Same as the previous Comet browser, this is also based on Google’s Chromium and offers several AI centric features on top of that. When you open Dia and type in the search bar, its just like a normal browser and uses Google as the default search engine to display results, which is drastically different than Comet.
When you navigate to a web-page, it offers the same AI-Sidebar assistant similar to Comet, in this case its the Chat button in the top-right.
The AI-Sidebar offers, analyze, explain and summarize buttons and you can ask any question similar to a typical LLM, about the web-page. Also, when you have several tabs open, in a new tab search box, you can mention your open tabs and ask questions about them, and it will answer similar to a LLM based on your mentions.
Apart from that, Dia adds several agentic capabilities and Skills, which are handy tasks like Summarize, Explain, Proofread, Explain PR, Review, which we can invoke from any webpage.
ChatGPT Atlas
Now the big one, today (22/10/2025) OpenAI announced their entrance to the browser wars with their Atlas browser. It is also, Chromium based (!) and currently generally available only on MacOS. Let’s have a brief look.
Similar to Perplexity Comet, Atlas has a ChatGPT based home-page, where you can enter your prompts and websites. When you enter a prompt in the “search-bar” and you click enter, you get an AI generated answer about the question, with several tabs available on top.
Those tabs/sub-tabs on top are, Search, Images, Videos and News. If you navigate to the search tab, you can see a typical search result, with a list of websites. And the rest of the tabs work similar to a typical google result image, video and news tab.
When you navigate to a website, similar to the previous two brosers, there is a AskChatGPT button, which opens, to no-ones surprise, an AI sidebar.
Here, you can ask anything about the opened website and it will answer. There are several other agentic capabilities built-in for Pro users and other features such as memories, Cursor (Which can help inject text and alter in browser)
If we take a look at the three browsers we looked at above, we can see several similar things.
- Based on Chromium
- AI Sidebar to ask questions
- Agentic capabilities at a cost
- AI-Native
These points seems to be the common features of modern AI browsers (Is that the correct term ? ). Most other features feel like gimmicks and not useable in a daily-basis. So we have to ask the question, do these AI Browsers add anything other than a few agentic workflows and a “LLM Wrapper” on top of Chromium ?

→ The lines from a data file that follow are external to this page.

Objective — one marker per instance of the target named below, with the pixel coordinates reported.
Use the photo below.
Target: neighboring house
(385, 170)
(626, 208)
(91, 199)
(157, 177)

When I compare the 3 browsers with each-other, ChatGPT Atlas seems to be the best one which offers a mix of typical browsers + AI integrations. It seems to have figured out the sweet spot between AI and “legacy” browsing.
But for a typical user, we need to ask whether we would be using all these added-features on top of Chromium on a daily basis, or would it complicate the simple web-search more than necessary. Its too soon to tell how would the general public adapt to these AI browsers, or would it be just noice in Google/Firefox/Safari’s domination on browsers.
I hope you gained some insights into these AI browsers, and the “new” way to browse the web. Please leave your ideas and feedback as comments.